For the third straight year the Indiana Pacers‘ season was ended by the hands of the Miami Heat. Although this season the Pacers had the home-court advantage with the deciding Game 7 at home, losing Game 2 on their own court never gave them that opportunity. In a year that started with so much promise with a 33-7 record, much talk has been made about what should happen moving forward including unrestricted free agent Lance Stephenson.
After being taken in the second round of the 2010 NBA draft, Stephenson has really taken his game to a very high level this year, after seeing very limited playing time in his first two seasons. He is a true all-around player and showed it this year averaging 13.8 points, 4.6 assists and 7.2 rebounds; he led the league with five triple-doubles this season.
The talent and athleticism are obvious with Stephenson, but his immaturity at times and in-game antics — including blowing in the ear of LeBron James during game 5 of the Eastern Conference Finals — leave some questioning if he will be worth bringing back. On July 1 he will have the opportunity to sign with any team that wants to offer him a contract, and he will have to make the decision to either go somewhere else to make more money or stay in Indiana for a lower price and have championship aspirations once again.
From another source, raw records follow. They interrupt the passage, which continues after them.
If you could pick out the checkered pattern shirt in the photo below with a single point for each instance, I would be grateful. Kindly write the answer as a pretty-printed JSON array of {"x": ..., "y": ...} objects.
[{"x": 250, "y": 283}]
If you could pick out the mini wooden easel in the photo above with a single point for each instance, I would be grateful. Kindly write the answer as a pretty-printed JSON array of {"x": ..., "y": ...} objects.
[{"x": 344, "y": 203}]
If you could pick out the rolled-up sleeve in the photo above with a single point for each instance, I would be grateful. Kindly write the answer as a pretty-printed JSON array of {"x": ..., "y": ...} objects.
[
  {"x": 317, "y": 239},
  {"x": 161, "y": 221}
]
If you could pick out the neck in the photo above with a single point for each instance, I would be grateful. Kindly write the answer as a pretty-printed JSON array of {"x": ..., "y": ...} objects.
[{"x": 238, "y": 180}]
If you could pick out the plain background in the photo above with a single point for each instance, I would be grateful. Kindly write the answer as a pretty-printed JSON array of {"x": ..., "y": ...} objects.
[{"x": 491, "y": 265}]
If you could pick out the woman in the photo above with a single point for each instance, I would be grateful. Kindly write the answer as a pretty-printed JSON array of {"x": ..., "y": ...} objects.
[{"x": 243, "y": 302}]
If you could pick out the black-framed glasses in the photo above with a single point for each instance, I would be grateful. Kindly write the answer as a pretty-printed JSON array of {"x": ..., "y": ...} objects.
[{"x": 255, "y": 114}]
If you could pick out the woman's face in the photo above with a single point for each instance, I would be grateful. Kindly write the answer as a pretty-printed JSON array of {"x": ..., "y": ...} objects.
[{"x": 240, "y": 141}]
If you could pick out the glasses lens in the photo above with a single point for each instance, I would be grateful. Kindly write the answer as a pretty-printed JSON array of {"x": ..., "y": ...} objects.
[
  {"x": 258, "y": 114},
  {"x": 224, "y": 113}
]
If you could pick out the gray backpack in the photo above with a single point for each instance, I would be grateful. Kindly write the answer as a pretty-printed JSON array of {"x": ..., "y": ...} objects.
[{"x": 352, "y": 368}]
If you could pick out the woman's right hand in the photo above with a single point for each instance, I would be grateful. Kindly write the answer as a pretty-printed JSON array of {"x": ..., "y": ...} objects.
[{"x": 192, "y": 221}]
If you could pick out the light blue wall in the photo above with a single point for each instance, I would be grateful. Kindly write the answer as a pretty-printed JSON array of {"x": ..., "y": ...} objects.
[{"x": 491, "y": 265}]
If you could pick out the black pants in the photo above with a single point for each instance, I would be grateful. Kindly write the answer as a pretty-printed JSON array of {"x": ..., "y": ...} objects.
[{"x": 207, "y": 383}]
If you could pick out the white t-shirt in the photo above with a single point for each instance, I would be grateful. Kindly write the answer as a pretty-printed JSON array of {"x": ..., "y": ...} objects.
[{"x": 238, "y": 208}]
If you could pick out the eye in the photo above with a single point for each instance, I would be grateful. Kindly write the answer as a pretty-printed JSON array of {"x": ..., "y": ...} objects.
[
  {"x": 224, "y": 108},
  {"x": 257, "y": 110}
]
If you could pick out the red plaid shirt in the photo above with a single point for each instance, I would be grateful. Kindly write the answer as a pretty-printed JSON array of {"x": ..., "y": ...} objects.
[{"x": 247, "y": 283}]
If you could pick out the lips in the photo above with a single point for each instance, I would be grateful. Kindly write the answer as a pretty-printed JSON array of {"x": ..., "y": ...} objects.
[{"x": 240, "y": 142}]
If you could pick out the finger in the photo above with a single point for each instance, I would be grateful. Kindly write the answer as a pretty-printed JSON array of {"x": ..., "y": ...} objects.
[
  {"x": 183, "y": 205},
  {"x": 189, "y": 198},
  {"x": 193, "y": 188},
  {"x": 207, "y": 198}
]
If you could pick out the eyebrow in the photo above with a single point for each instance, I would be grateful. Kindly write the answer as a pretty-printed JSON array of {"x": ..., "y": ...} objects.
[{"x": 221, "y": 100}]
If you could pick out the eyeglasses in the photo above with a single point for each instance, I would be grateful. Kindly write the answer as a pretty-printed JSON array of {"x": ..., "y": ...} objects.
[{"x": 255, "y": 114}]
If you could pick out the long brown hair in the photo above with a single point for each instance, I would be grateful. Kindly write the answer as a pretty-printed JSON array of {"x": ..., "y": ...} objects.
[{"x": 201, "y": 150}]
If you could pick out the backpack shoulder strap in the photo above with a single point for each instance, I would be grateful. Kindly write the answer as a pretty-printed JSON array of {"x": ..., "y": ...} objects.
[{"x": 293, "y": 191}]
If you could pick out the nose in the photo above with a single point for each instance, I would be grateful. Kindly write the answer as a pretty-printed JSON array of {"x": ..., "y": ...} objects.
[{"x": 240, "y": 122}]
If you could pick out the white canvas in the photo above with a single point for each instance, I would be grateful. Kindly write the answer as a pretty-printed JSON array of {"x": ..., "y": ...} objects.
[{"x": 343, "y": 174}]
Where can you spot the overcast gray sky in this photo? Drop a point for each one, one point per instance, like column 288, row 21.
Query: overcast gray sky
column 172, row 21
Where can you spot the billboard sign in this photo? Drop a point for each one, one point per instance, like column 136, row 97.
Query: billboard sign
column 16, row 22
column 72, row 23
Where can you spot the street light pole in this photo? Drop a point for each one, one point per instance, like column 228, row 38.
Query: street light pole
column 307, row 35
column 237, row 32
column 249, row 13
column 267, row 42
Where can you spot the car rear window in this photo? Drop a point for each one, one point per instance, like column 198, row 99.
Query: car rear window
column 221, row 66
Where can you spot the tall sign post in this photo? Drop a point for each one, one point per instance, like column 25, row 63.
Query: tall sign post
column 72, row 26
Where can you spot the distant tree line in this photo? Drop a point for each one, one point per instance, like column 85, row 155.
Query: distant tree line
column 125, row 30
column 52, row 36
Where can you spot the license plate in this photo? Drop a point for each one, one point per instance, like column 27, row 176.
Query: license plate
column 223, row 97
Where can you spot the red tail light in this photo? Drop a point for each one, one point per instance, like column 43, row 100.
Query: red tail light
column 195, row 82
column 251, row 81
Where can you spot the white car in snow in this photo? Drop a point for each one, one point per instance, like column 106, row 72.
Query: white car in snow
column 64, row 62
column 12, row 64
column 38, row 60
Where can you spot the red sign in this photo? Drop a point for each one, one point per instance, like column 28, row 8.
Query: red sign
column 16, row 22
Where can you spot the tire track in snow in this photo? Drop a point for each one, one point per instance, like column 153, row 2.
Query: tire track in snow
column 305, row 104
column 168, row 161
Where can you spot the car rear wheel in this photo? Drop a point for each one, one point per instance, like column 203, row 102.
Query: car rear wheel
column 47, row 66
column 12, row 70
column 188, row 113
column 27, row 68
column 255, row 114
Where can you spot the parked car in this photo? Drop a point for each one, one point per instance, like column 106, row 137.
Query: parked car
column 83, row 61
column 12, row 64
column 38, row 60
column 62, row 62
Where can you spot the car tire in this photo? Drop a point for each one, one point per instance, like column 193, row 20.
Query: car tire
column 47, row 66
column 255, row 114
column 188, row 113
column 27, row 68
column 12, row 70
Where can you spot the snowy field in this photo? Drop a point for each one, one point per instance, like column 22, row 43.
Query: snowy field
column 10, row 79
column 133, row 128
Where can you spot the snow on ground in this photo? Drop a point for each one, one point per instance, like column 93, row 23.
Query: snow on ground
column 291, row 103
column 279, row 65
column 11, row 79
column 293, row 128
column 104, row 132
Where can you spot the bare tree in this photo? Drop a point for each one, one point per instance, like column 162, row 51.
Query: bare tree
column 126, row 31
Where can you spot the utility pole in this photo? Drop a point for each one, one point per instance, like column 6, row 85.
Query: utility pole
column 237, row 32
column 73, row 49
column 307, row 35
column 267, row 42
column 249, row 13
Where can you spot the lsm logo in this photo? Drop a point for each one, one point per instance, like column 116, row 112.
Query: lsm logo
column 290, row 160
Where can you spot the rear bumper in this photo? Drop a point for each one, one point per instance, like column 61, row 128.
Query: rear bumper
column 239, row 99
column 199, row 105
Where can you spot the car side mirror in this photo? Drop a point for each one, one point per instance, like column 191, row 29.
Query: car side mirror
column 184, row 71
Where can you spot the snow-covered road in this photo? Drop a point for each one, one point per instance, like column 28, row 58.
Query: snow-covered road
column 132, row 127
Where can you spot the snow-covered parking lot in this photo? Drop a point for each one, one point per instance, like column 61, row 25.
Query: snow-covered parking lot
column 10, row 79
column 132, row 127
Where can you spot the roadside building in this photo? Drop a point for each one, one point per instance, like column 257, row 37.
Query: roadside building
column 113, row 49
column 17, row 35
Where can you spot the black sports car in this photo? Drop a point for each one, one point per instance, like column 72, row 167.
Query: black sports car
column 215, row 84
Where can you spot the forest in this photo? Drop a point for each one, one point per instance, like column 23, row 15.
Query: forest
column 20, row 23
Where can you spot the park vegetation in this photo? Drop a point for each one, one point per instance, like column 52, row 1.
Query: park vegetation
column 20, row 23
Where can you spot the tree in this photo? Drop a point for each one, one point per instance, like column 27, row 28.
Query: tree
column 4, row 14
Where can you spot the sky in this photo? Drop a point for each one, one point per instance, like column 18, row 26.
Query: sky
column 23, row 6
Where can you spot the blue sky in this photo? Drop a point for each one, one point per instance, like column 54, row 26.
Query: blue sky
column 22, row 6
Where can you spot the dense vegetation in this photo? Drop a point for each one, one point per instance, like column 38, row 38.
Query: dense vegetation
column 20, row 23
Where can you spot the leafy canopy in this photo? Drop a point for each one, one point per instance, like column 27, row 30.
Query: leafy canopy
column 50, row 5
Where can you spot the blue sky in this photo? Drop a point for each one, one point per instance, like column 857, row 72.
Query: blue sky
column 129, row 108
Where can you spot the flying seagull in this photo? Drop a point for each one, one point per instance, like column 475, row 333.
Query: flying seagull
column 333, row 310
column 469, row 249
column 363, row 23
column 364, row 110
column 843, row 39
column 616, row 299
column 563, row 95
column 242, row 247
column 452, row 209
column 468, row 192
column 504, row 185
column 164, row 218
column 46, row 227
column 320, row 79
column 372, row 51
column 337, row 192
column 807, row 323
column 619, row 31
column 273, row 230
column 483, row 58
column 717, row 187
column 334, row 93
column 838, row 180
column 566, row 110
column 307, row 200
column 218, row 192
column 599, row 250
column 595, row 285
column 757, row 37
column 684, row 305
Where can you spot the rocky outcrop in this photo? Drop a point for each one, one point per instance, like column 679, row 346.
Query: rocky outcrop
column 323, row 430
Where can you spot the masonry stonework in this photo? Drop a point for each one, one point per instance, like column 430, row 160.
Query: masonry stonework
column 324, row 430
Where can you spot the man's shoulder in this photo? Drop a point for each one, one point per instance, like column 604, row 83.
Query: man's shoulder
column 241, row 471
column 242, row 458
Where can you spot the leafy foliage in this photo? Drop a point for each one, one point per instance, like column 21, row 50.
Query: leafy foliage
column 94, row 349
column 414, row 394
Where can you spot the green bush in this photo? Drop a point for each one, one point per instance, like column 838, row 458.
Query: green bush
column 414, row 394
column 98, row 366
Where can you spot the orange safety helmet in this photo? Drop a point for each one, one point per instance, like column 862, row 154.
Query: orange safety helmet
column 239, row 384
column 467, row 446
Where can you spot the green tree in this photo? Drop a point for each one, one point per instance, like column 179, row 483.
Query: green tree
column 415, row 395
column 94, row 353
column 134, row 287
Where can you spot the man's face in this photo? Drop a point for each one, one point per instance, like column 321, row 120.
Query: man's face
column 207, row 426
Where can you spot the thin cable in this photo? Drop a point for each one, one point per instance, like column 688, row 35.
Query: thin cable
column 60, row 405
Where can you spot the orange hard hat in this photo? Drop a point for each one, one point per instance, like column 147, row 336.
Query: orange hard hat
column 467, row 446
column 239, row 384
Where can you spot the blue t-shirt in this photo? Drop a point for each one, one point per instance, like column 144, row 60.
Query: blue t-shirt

Stephenson’s worth to this Pacers team goes well beyond his scoring and athletic abilities as for extended periods of time he guarded LeBron about as effectively as you can. You can tell that Lance has confidence in his game, as while many would play hesitantly going against the best in the world, he acted like they were on the level.
One of the biggest issues that many see with the Pacers is their lack of point guard play at times as George Hill seems to be more of a fit at the shooting guard spot. Although bringing Stephenson back does not fix the point guard woes, his ability to distribute and bring the ball up the court will take tremendous pressure off of Hill.
With everything that has happened this season for this team it is often hard to keep in mind how young they are especially from the starting rotation; beyond David West, who is the true veteran leader, none of the starters are above the age of 28 and Stephenson is the youngest of the bunch at only 23 years old. He is only going to improve going forward, and the Pacers cannot afford to not bring him back.
Pacers President of Basketball Operations Larry Bird was asked about Stephenson and if he wanted to bring him back for next season:
“I always want him back, you just don’t let talent like that walk away if you can help it.”
Ultimately the decision will be Stephenson’s to make as the Pacers are to an extent limited from a financial perspective. He fits in perfectly with this team, and because of the youth and high ceilings for many on the squad including Paul George, the Pacers can be in the championship hunt for many years to come.